Concentration-dependent effects of 2'-hydroxychalcones and Dacarbazine on the viability of IGR-39 cells. — Fig. 1. Concentration-dependent effects of 2'-hydroxychalcones and Dacarbazine on the viability of IGR-39 cells (Abid I, Moslah W, *et al.*, 2024).

Antimelanoma Effect of Novel 1,2,3-Triazole Linked Chromene Hybrids

Hajlaoui et al. presented an efficient microwave-assisted synthesis of novel 1,4-disubstituted triazole derivatives under a copper(I) catalyst. The compounds' structures were confirmed by spectroscopic data (HRMS, NMR). They assessed the compounds' pharmacological activities in vitro, focusing on their effects on murine (B16F10) and human (IGR-39) melanoma cell lines and anti-α-amylase activity.

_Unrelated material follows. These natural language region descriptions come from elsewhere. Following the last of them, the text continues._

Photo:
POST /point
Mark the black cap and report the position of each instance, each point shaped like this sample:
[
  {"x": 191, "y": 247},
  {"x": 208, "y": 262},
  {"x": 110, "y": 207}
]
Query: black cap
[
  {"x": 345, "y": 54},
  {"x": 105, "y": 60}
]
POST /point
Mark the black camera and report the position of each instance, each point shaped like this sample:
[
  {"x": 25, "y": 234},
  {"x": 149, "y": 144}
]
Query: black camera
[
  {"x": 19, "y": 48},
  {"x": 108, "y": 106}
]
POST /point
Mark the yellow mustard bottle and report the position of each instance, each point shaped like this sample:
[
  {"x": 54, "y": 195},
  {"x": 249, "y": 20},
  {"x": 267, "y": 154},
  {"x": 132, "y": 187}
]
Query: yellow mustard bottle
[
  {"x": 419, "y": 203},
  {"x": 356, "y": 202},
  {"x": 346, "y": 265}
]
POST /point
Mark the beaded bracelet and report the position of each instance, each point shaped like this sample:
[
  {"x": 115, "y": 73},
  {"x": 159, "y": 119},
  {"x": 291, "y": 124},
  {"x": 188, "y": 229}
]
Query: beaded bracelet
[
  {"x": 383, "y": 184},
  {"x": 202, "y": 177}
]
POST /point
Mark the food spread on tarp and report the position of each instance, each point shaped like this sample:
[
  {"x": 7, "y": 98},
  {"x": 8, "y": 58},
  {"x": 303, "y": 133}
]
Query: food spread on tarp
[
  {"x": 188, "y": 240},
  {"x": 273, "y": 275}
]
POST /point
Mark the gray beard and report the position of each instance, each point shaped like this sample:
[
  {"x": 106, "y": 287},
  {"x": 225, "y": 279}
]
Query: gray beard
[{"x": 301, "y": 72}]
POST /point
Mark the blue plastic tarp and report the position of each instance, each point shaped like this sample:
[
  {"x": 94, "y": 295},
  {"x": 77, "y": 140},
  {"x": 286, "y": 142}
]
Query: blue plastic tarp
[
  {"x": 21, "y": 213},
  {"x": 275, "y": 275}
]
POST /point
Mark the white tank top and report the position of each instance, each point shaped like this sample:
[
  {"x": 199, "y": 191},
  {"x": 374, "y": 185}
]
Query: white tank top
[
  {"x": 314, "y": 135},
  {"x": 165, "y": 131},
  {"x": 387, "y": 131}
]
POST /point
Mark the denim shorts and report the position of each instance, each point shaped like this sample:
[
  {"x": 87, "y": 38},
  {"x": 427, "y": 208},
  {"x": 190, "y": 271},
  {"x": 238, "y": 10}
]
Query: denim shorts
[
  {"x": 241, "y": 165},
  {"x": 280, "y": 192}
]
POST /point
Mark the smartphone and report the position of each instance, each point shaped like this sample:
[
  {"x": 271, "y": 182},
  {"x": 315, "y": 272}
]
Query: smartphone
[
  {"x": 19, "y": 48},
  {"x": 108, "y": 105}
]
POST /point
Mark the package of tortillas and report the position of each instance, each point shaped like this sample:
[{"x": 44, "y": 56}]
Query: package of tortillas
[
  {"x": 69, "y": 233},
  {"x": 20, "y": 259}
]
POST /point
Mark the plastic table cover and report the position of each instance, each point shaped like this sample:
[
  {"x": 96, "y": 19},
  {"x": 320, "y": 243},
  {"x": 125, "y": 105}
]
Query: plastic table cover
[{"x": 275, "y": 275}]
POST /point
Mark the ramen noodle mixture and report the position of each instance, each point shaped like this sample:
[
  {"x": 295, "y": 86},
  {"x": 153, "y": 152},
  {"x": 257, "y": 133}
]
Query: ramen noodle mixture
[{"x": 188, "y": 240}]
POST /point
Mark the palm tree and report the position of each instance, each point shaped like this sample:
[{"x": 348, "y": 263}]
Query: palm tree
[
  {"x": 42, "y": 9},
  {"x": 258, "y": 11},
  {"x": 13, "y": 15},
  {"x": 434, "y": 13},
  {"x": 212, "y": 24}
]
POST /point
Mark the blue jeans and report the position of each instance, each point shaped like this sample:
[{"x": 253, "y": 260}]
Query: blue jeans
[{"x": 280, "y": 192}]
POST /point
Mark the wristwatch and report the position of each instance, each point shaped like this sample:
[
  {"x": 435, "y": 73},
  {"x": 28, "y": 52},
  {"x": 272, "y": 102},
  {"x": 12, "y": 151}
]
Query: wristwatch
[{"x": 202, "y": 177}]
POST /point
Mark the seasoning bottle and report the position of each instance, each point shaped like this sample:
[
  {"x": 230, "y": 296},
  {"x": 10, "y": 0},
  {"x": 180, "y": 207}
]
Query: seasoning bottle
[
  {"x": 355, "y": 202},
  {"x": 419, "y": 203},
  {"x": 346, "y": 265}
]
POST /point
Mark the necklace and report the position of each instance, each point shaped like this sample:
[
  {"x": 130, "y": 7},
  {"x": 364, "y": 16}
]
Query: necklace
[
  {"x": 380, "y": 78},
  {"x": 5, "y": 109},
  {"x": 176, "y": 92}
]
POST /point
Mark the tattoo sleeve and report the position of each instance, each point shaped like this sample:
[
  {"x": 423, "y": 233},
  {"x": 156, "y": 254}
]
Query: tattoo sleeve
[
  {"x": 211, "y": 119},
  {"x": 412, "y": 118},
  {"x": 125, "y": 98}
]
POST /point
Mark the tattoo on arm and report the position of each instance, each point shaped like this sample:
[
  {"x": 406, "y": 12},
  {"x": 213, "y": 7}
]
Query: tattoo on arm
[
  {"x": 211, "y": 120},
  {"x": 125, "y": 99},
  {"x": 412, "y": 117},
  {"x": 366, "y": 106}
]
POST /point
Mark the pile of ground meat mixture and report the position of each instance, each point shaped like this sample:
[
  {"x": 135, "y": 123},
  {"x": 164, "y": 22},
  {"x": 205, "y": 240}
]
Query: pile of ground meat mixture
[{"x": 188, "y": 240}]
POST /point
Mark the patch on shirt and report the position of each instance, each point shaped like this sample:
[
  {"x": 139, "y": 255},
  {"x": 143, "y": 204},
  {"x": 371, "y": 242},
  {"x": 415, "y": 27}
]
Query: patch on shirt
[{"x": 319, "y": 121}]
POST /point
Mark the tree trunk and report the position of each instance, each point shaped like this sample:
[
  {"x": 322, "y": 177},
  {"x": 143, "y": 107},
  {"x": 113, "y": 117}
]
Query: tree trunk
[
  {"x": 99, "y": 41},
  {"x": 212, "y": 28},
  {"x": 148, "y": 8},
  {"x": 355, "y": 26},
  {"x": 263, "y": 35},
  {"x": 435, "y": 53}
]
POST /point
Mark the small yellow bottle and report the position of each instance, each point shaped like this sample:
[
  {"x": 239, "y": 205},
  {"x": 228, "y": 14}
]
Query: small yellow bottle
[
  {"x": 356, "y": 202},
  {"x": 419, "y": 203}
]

Cell viability was tested using the MTT assay with increasing concentrations of the compounds. The synthesized compounds showed different activities against the two cancer cell lines (Fig. 2). Compound 4k was effective against both cell lines, while compounds 2 and 4j were active against the B16-F10 cell line, and compound 4h was active against the IGR39 cell line. The active compounds were fluorinated and hydroxylated derivatives, while chlorinated and nitro compounds (4a, 4b, 4c, 4d, and 4e) were mostly inactive against both cell lines. Chromene-triazole derivatives 4h and 4k were active against the IGR39 cell line with IC_5~~0 values of 90.0 ± 3.4 µM and 92.0 ± 6.0 µM, respectively (Fig. 2A). This suggests that attaching 2-Et-Ph and 2-OH-5-Me-Ph to the triazole ring enhances activity against human melanoma (IGR39) cells. Comparing compounds 4g (inactive) and 4h (90.0 ± 3.4 µM), the cytotoxic activity seems related to the ethyl group's position, with C-2 being more favorable. Comparing compounds 4i (inactive) and 4k (92.0 ± 6.0 µM), the methyl position and the presence of a hydroxyl group on the aryl moiety affect cytotoxic activity. Notably, the IGR39 cell line is highly drug-resistant, and few agents show activity against it.